Implement a Du Bois Bar Graph using R

Last updated on 2025-12-05 | Edit this page

Estimated time: 16 minutes

Part of this work will invovle creative attempts at making changes to data visualizations. While the first few exercises are intended to help students become familiar with the basic steps, the final independent exercise is meant to introduce more gaps. If possible, emphasize to students that if they struggle on the final independent exercise it is not about making a perfect graph, but learning how to make changes on their own terms.

Overview

Questions

  • How can I read tabular data to plot a bar graph in R?
  • How can I use ggplot to organize and format a bar graph in R?
  • What are the characteristics of Du Bois data visualizations?
  • How can I maintain a reproducible record of my data visualizations?
  • How can I use color to improve accessibility of data visualizations?
  • How can I engage my own creativity in data visualizations?

Objectives

  • Create bar graph variations based on historical and contemporary tabular data.
  • Develop basic R code to create bar graphs.
  • Examine the characteristics of the data visualization from 1900 exhibitions.
  • Use transparent, legible, and shareable record of how you created your own unique data visualizations.
  • Create an exported HTML file of your completed Notebook that your instructor may ask you to submit.
  • Differentiate color usage to improve legibility of findings from tabular data.
  • Implement your own creative ideas through data visualization.

Black Literacy After Emancipation

Callout

This interactive exercise is inspired by the annual #DuBoisChallenge. The #DuBoisChallenge is a call to scientists, students, and community members to recreate, adapt, and share on social media the data visualzations created by W.E.B. Du Bois and his collaborators in 1900. Before doing the interactive exercise, please read this article about the Du Bois Challenge: https://nightingaledvs.com/the-dubois-challenge/

How can I input tabular data to plot a bar graph in R?

The first step for data visualization in R is to read data into an R dataframe. This is like double clicking a file to open it in other computer programs. But with R, we use code.

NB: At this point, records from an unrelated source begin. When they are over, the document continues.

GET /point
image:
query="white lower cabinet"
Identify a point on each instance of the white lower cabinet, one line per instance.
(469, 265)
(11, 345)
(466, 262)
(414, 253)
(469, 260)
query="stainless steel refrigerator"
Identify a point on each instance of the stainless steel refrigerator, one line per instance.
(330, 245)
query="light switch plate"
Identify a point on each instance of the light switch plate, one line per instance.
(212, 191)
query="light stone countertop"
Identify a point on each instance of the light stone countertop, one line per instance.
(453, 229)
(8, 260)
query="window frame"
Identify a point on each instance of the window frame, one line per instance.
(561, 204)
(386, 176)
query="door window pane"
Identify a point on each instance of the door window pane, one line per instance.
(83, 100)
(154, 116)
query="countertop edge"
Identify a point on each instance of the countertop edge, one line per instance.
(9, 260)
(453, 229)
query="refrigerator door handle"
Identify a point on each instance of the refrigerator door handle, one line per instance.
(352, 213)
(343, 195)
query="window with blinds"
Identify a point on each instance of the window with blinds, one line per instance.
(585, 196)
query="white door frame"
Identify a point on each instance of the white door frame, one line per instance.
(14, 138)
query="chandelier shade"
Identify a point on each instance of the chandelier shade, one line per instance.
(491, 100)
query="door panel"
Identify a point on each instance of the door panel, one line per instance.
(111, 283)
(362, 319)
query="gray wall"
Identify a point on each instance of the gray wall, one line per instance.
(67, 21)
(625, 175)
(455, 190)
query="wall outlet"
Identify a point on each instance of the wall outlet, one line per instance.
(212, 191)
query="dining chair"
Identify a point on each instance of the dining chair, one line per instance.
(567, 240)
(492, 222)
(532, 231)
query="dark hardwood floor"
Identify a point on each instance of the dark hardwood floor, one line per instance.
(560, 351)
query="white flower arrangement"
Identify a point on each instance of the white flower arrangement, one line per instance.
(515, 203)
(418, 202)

For this exercise, we’re going to read in data from a website. And we’re going to place the data into a dataframe named d_literacy_country.

The R code to do this uses an <- arrow pointed at the name of the data frame and a read.csv function command followed by the web address within paraentheses where a csv (comma separated values) data file is located. It looks like this:

d_literacy_country <- read.csv("web_address_with_data/data_file_name.csv")
Discussion

Challenge

After writing this code, we can write the name of the data frame d_literacy_country again on a separate line. This will list all of the data in the data frame.

To do this yourself, replace the ____ portion of the code below to add the read function and then press the code below to add the read function and then press the above.

Creating a Bar Graph

After successfully listing the data above, you should be able to see that it has data in two columns. Each column is a variable:

country is a country name for 10 countries with Black people in the U.S. treated as a country. illiteracy containts percent of people in each country who are illiterate. As a first step, we will create a bar graph of the data using the shortest code possible. The code will:

repeat the code below that we wrote above to read in the Du Bois illiteracy data. add a line of code to load the ggplot2 package of functions into our Library that we will use to generate our graph: library(ggplot2) Add a line of code to tell Jupyter and R that we want the width and height of the graph to have the same ratio that Du Bois used, 22 inches wide by 28 inches tall, with each divided by 2 so that it doesn’t display too big: options(repr.plot.width=22/3, repr.plot.height=28/3) Finally, we add a ggplot function followed by open parenthese to tell R that we will plot data from the d_literacy_country data frame with an “aesthetic mapping” aes specification that maps one column of data on the x axis and another column of data on the y axis. After the close parentheses that tells ggplot we want to plot d_emancipation_dubois data with one variable on the x axis, and another on the y axis, we add a + and then a new line of code geom_col() that tells ggplot we want a bar graph based on summary statistics in the dataframe. After looking at Du Bois’ version of the graph above, replace the _____ characters in the code cell below to plot the correct variable on the x-axis and the correct variable on the y-axis.

Prerequisite

JUPYTER LAB NOTEBOOK

If you are using Jupyter on the Du Bois cloud for this exercise (no installation required), you can open the Notebook for this exercise on your web browser here

To continue the exercise using R Studio on your own computer, continue below.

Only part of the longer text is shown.